Measuring Radio - What Google Needs

There's much speculation going on right now that Google will buy a sizable amount of radio inventory (perhaps from Clear Channel) that they will then offer to advertisers via AdWords. Clearly, Google is trying to take the great radio ad deployment system they acquired in DMarc and encourage advertisers to start using AdWords/DMarc as their web-based online & radio deployment system.

The first problem with DMarc (and SpotRunner for that matter) is that today the only thing an advertiser can easily measure is radio/TV impressions. Whereas AdWords measures billions of search & content impressions to within +/- 0.01% accuracy, radio measurement is currently more like +/- 5% accuracy. To those in the high-end ppc management space, you'll recognize that +/-5% is not nearly good enough to optimize against. To be clear, the impression measurement problem is an industry problem, not just Google/DMarc's. While it may be easy with DMarc to measure both the number of times a radio ad aired and the markets it aired in, measuring the number of people who actually heard the ad is currently impossible.

[For those interested in the topic of accurate radio impression measurement, I wrote about Project Apollo and the Arbitron Portable People Meter back in March. Likewise, I wrote last month about the growth of Quick Response codes in Japan; to quote the article I read on the topic, QR codes "codes are a similar to bar codes except they are square, look a bit like an ink blot and contain much more information."]

More problematic still is the fact that there's no reliable, accurate way to measure radio ROI. Sure you can use a distinct 800 number, but that doesn't give you the equivalent of keyword-level ROI data ("speaker-level data" anyone?) that advertisers need in order to actively participate in the radio ad auction that Google would love to power.

No speaker-level data = no granular ROI measurement
No granular ROI measurement = no active auction participation
No active auction participation = no radio advertising efficiency
No radio advertising efficiency = no benefits for radio stations

While Google's involvement in radio will bring new, more analytical advertisers to the medium, the ROI feedback loop that has powered the growth of search advertising will continue to be noticeably absent until someone gets ubiquitous distribution and consumer use of a free PPM-like device out there.

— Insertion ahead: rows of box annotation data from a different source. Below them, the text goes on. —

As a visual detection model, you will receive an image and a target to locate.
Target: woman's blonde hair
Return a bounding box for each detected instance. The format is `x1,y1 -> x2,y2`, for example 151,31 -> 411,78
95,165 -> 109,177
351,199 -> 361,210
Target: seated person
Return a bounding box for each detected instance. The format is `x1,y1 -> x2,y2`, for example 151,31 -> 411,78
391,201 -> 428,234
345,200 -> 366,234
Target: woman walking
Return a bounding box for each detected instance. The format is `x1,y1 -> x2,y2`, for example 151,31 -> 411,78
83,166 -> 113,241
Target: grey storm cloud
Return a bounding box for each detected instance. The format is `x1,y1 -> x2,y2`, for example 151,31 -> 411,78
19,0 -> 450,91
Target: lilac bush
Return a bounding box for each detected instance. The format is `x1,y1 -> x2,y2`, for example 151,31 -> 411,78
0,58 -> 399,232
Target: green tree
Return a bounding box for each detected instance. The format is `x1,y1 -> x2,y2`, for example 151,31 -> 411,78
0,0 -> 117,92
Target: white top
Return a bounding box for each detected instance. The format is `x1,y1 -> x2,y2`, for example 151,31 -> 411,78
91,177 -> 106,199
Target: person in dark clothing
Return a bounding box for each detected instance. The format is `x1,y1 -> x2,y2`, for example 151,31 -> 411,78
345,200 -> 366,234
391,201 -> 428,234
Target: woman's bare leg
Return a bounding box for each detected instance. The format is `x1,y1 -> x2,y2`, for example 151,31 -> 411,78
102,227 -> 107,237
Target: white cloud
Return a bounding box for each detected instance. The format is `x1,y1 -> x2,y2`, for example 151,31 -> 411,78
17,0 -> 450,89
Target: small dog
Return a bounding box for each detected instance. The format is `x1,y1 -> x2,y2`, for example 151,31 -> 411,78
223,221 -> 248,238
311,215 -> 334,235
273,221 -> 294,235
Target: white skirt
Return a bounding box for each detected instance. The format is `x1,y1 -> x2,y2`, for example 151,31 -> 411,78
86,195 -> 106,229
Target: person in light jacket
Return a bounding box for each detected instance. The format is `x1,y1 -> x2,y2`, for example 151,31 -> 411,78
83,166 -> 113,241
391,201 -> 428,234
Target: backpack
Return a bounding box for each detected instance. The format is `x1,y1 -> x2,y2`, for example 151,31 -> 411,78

For those of you in the VC/startup community, that, my friends, is huge market opportunity begging for a creative solution.


Blogger John K said...

A bit more thought on this...

If you had a cell phone with GPS and an RFID chip, and the ability to automatically receive/send some radio signal, you could be trackable by a lot more media displays. I.e. ads could send your phone tracking data, and certain displays could record your data.

But I don't think normal people will go for that kinda thing. (Unless you give them a pink motorola RAZR for free :)

But I wonder if turning all ad media into Google-like directly trackable systems really would make much of a difference.

I.e. at some point when it's possible, we'll realize that its not much better than the current guess-based ad tracking. Because human behaviour just isn't that precise...

10:04 PM

Blogger Jonathan Beeston said...

Hell, why not just put the RFID chip in the back of people's heads. Then we'd know everything.

Seriously though, I think this all comes back to the long tail and making radio advertising more accessible to SMEs (or even individuals, something I'm sure you'd be interested in).

Google's future revenue streams all seem to depend on them becoming a media trading platform. But you don't need to be the world's biggest search engine to provide this service. I don't understand why others haven't started this on the same scale. Perhaps Google is the only company with the cash to do it.

Until radios become IP devices and content is delivered over WiMax networks, I don't see how you can ever track to the same level as online media.

4:36 AM

Blogger Joe said...

I think this is more about back filling unsold radio ad inventory. A competitive market for small, local advertisers could command higher prices than a regional radio sales force.